777 EAST WISCONSIN AVENUE

MILWAUKEE, WI 53202-5306

414.271.2400 TEL

414.297.4900 FAX

foley.com

October 31, 2013

Whiting Petroleum Corporation

1700 Broadway, Suite 2300

Denver, Colorado 80290

Ladies and Gentlemen:

We have acted as counsel for Whiting Petroleum Corporation, a Delaware corporation (the “Company”), in connection with the preparation of a Registration Statement on Form S-4 (the “Registration Statement”), including the prospectus constituting a part thereof (the “Prospectus”), to be filed by the Company with the Securities and Exchange Commission under the Securities Act of 1933, as amended (the “Securities Act”), relating to an offer to exchange (the “Exchange Offer”) the Company’s outstanding 5.750% Senior Notes due 2021 issued on September 26, 2013 in transactions exempt from the registration requirements of the Securities Act (the “Original Notes”) for an equal principal amount of the Company’s new 5.750% Senior Notes due 2021 that are registered under the Securities Act (the “New Notes”). The New Notes will be fully and unconditionally guaranteed (the “New Note Guarantee” and, together with the New Notes, the “Securities”) by Whiting Oil and Gas Corporation, a Delaware corporation (the “Guarantor”), and will be issued under an Indenture (the “Base Indenture”), dated as of September 12, 2013, among the Company, the Guarantor and The Bank of New York Mellon Trust Company, N.A., as trustee (the “Trustee”), as amended and supplemented by the Second Supplemental Indenture (the “Second Supplemental Indenture” and, together with the Base Indenture, the “Indenture”), dated as of September 12, 2013, among the Company, the Guarantor and the Trustee, which establish and set forth certain terms and conditions of the Securities.

As counsel to the Company in connection with our opinion, we have examined: (i) the Registration Statement, including the Prospectus and the exhibits (including those incorporated by reference) constituting a part of the Registration Statement; (ii) the Indenture; (iii) the forms of the New Notes and New Note Guarantee; and (iv) such other proceedings, documents and records as we have deemed necessary to enable us to render this opinion.

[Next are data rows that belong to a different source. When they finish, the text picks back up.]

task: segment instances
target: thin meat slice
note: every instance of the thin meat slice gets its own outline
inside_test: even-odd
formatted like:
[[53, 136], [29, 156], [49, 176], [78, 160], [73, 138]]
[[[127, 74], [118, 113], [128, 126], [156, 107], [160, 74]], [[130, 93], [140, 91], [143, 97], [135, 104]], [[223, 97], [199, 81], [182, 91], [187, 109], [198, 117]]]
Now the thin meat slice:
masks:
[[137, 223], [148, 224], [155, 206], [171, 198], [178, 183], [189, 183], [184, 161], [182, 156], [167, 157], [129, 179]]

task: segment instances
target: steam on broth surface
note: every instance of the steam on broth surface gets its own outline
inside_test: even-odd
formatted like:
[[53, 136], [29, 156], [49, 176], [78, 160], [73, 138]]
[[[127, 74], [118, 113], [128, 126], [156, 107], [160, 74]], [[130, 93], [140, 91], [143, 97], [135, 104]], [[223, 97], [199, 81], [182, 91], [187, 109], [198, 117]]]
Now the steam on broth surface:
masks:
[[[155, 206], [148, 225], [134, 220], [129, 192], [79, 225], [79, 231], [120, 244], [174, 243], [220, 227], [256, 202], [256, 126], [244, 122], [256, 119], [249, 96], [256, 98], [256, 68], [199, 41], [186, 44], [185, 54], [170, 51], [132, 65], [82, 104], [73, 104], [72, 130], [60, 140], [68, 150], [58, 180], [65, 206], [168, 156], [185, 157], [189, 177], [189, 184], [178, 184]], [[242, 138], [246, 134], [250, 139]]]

In our examination of the above referenced documents, we have assumed the genuineness of all signatures, the authenticity of all documents, certificates and instruments submitted to us as originals and the conformity with the originals of all documents submitted to us as copies. We have also assumed that (i) the Trustee is duly organized, validly existing and in good standing under the laws of its jurisdiction of organization, and is duly qualified to engage in the activities contemplated by the Indenture; (ii) the Indenture has been duly authorized, executed and delivered by, and represents the valid and binding obligation of, the Trustee, enforceable against the Trustee in accordance with its terms; (iii) the Registration Statement, including any amendments thereto, shall have become effective under the Securities Act; and (iv) the New Notes and New Note Guarantee are duly executed and delivered in the form contemplated by the Indenture and, in the case of the New Notes, authenticated in accordance with the Indenture.

 

BOSTON

BRUSSELS

CHICAGO

DETROIT

  

JACKSONVILLE

LOS ANGELES

MADISON

MIAMI

  

MILWAUKEE

NEW YORK

ORLANDO

SACRAMENTO

  

SAN DIEGO

SAN DIEGO/DEL MAR

SAN FRANCISCO

SHANGHAI

  

SILICON VALLEY

TALLAHASSEE

TAMPA

TOKYO

WASHINGTON, D.C.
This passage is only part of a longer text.